Why starform_informer_last_event_timestamp_seconds matters: the Snapshot Runnable derives
billing from the Informer cache. If a watch stream silently dies and fails to reconnect cleanly, the
cache freezes and Shuttle bills off a stale view of reality without any reconcile error. This metric
is a per-resource-type gauge of the unix timestamp of the last received watch event; alerts fire on
time() - starform_informer_last_event_timestamp_seconds{resource="pods"} > 300s. Pairs with
starform_informer_watch_errors_total to distinguish silent staleness from flapping reconnects.
§26.2 Customer Workload Observability¶
Shuttle does NOT ship customer logs or metrics. Autonomous tools handle this:
| Tool | Type | Role |
|---|---|---|
| Fluent Bit | DaemonSet | Tails /var/log/containers/*.log, enriches with pod labels, forwards to the regional Vector aggregator → ClickHouse |
| vmagent | Deployment | Scrapes three sources — Envoy Gateway stats (latency, RPS, throughput, error rate), kubelet/cAdvisor (CPU, memory, network), and kube-state-metrics — promotes identity labels, and remote_writes to VictoriaMetrics |
Log flow: Customer Pod stdout → Node filesystem → Fluent Bit (agent) → regional Vector
aggregator → ClickHouse (partitioned by project_id, scoped further by environment +
service_id)
Metric flow: Envoy stats + cAdvisor + kube-state-metrics → vmagent → VictoriaMetrics (labeled
with project_id, environment, service_id; workspace_id carried for billing-boundary
queries).

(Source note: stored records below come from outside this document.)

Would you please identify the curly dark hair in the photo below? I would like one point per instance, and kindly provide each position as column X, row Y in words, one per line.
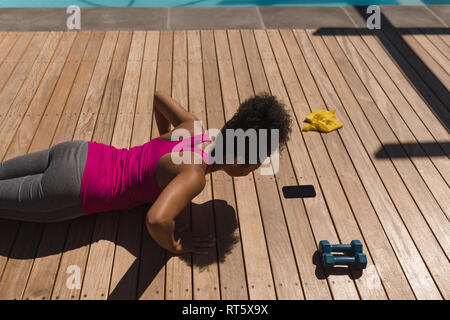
column 262, row 111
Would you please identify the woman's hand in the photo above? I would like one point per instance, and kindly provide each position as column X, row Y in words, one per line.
column 189, row 242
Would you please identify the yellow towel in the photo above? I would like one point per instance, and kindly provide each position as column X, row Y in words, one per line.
column 323, row 121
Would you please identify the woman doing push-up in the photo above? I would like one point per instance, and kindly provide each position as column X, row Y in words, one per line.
column 76, row 178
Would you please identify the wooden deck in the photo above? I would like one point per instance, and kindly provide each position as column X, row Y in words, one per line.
column 389, row 88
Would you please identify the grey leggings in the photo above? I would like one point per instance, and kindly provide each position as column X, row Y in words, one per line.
column 44, row 186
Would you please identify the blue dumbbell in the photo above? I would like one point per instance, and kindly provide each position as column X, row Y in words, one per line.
column 357, row 258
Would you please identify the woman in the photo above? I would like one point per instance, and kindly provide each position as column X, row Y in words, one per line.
column 76, row 178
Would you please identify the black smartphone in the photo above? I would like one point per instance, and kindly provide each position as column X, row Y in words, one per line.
column 306, row 191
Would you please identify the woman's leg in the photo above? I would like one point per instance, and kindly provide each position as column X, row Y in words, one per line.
column 51, row 196
column 27, row 164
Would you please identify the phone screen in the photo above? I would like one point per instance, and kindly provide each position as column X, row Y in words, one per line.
column 306, row 191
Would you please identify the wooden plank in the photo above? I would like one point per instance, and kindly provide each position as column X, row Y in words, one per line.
column 152, row 256
column 205, row 270
column 437, row 69
column 96, row 65
column 49, row 123
column 432, row 50
column 26, row 93
column 152, row 277
column 369, row 283
column 124, row 276
column 312, row 280
column 7, row 43
column 429, row 78
column 431, row 210
column 256, row 258
column 20, row 145
column 69, row 118
column 409, row 128
column 284, row 269
column 18, row 267
column 42, row 138
column 8, row 228
column 45, row 267
column 178, row 268
column 321, row 223
column 390, row 274
column 229, row 251
column 418, row 103
column 16, row 66
column 38, row 108
column 21, row 141
column 445, row 36
column 372, row 174
column 97, row 277
column 433, row 36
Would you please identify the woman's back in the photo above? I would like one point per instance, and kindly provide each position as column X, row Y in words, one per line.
column 117, row 179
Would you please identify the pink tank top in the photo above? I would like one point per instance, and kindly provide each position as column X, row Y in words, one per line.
column 118, row 179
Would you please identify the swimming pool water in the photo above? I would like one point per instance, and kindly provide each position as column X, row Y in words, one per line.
column 207, row 3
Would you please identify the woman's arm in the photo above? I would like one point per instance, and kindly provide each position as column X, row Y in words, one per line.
column 160, row 218
column 169, row 111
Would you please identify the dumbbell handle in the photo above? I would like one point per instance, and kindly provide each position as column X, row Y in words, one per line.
column 344, row 260
column 341, row 247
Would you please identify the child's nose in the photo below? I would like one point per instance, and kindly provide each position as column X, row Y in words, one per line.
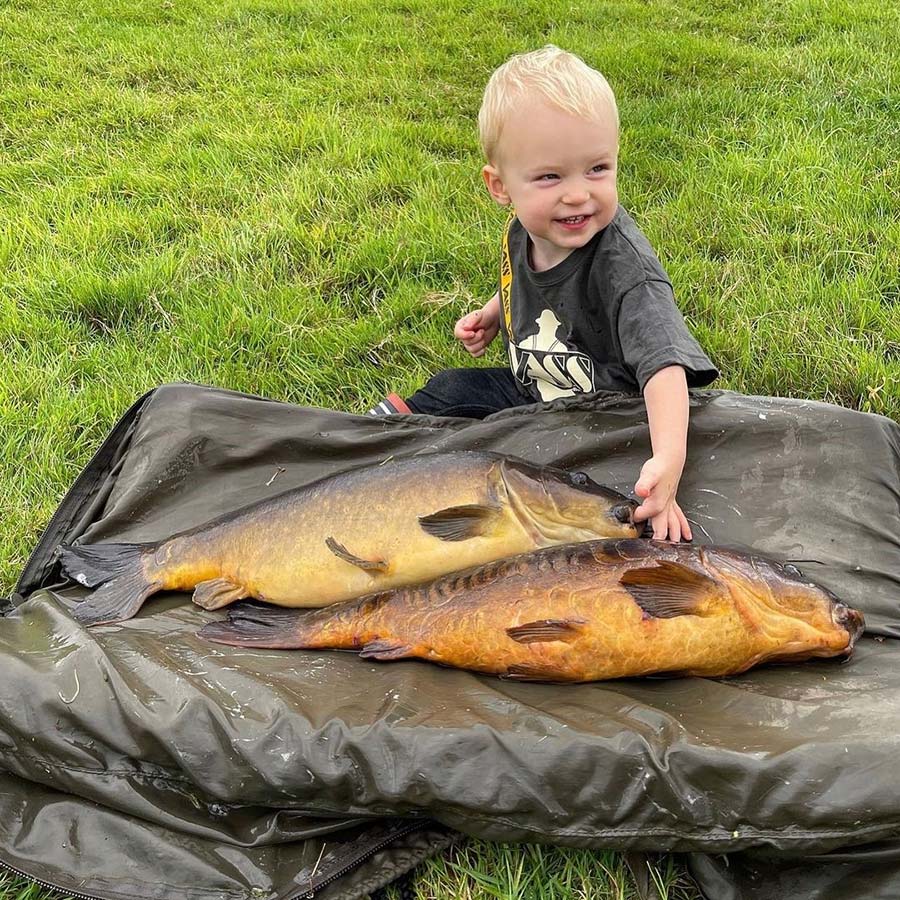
column 575, row 196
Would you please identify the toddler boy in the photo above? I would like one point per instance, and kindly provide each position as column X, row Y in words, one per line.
column 584, row 304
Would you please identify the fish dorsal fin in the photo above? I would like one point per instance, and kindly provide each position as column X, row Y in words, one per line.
column 367, row 565
column 547, row 630
column 670, row 589
column 459, row 523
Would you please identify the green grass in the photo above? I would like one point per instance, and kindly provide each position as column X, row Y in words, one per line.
column 284, row 198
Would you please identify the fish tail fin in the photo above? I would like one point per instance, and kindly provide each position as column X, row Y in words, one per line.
column 95, row 564
column 277, row 628
column 118, row 573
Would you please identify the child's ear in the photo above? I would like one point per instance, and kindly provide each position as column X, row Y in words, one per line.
column 495, row 185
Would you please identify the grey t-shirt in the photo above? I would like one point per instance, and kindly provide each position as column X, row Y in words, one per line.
column 603, row 319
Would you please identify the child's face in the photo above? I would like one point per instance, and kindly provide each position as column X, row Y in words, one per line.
column 559, row 172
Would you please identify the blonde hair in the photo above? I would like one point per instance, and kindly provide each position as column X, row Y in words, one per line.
column 561, row 78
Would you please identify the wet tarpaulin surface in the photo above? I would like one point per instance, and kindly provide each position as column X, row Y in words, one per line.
column 249, row 763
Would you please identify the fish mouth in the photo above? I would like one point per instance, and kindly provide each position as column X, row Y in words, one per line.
column 851, row 620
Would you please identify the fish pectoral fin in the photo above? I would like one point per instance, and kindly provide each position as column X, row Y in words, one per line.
column 218, row 592
column 459, row 523
column 385, row 650
column 547, row 630
column 367, row 565
column 669, row 589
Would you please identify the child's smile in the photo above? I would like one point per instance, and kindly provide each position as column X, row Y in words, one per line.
column 559, row 172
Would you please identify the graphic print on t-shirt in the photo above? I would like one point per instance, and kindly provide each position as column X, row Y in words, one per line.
column 543, row 360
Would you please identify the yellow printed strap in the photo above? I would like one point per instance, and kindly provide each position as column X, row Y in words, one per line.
column 506, row 277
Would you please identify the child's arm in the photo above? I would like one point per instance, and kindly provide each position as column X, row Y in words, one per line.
column 477, row 329
column 666, row 397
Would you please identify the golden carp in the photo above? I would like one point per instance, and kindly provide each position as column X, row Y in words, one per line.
column 368, row 529
column 580, row 612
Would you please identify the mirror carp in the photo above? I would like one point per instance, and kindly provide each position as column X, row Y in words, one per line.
column 364, row 530
column 580, row 612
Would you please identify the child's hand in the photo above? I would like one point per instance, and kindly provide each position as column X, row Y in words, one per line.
column 656, row 487
column 477, row 329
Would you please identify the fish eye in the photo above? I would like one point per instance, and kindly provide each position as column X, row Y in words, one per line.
column 622, row 513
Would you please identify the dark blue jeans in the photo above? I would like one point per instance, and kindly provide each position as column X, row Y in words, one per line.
column 471, row 393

See §35.2 for sources,
attribution, and cardinality discipline.
Shuttle's only role: apply the standard label set (§24) to every customer resource. Fluent Bit and vmagent use these labels automatically.
§26.3 Who Installs Fluent Bit, vmagent, and Alloy¶
Starbase Worker installs the in-cluster agents during cluster bootstrap via Helm, before Shuttle is installed. The provisioning sequence:
- Starbase creates DOKS cluster via DO API
- Starbase installs Envoy Gateway via Helm
- Starbase installs metrics-server (DOKS does not install it by default; HPA and
kubectl topare non-functional without it) and kube-state-metrics via Helm - Starbase installs Fluent Bit, vmagent, and Grafana Alloy via Helm (Fluent Bit: tail
kubernetesenrich +forwardto the regional Vector aggregator; vmagent: relabel configs + a singleremote_writeto the regional VictoriaMetrics, Envoy + cAdvisor + kube-state-metrics scrape targets; Grafana Alloy: scrapes Starform-component series andremote_writes them to Grafana Cloud for platform self-monitoring, §35.5)- Starbase installs Shuttle (deploy/ manifests)
- Starbase registers cluster as active
Shuttle contains no Helm logic, no Fluent Bit config, no vmagent config, no Alloy config.
Regional telemetry stores are not part of cluster bootstrap. The per-region ClickHouse and VictoriaMetrics VM droplets and the Vector aggregator are provisioned out-of-band (Terraform + cloud-init/systemd), once per region, independent of the K8s cluster lifecycle — a cluster can be rebuilt without touching telemetry data. Backups are DO volume snapshots (SOC2, §39.2).